Certaines de ces avancées sont traduites en brevets. «Nous menons nos recherches de manière indépendante, mais lorsque nous avons de bonnes idées, nous les brevetons», souligne Simon Henein. Le Technology Transfer Office (TTO) de l'EPFL facilite l'accès du monde industriel à ces brevets, dont onze issus du laboratoire Instant-Lab ont déjà généré un revenu total de plus d'un million de francs – partagés entre inventeurs, laboratoire et institution.

Construire des flexions

Les mécanismes flexibles peuvent être fabriqués à partir de divers matériaux, notamment l'acier, le titane et l'aluminium.

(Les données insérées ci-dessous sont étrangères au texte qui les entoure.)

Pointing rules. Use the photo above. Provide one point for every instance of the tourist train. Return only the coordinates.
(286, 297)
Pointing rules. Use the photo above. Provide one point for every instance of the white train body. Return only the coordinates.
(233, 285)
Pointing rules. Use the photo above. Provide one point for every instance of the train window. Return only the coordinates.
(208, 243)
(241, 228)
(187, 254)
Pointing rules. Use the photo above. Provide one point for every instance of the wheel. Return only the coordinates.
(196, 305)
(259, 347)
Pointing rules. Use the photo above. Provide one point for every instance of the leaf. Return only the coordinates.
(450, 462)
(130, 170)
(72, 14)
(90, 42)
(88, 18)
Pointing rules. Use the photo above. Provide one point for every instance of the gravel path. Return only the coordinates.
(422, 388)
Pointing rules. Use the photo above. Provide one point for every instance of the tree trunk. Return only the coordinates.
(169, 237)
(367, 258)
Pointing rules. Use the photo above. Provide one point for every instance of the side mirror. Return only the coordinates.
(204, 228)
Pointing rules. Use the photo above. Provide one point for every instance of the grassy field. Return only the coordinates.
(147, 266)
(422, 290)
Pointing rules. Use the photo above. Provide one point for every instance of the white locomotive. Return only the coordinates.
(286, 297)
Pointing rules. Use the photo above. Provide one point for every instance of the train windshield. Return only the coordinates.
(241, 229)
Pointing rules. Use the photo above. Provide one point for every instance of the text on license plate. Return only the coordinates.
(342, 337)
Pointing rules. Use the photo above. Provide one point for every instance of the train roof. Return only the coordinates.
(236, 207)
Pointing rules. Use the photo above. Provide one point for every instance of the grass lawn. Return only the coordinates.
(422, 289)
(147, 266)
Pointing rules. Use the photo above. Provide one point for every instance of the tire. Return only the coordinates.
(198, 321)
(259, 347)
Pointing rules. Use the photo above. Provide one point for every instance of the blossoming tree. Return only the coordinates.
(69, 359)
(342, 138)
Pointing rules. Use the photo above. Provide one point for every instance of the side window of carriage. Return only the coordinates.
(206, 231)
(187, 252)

Les procédés de fabrication additive sont devenus une technique puissante pour générer des composants complexes sans devoir les assembler. «L'assemblage de pièces ajoute du poids, ce qui pose toujours un problème dans l'espace. La fabrication additive présente l'avantage de réduire la masse totale de la charge utile», explique Simon Henein.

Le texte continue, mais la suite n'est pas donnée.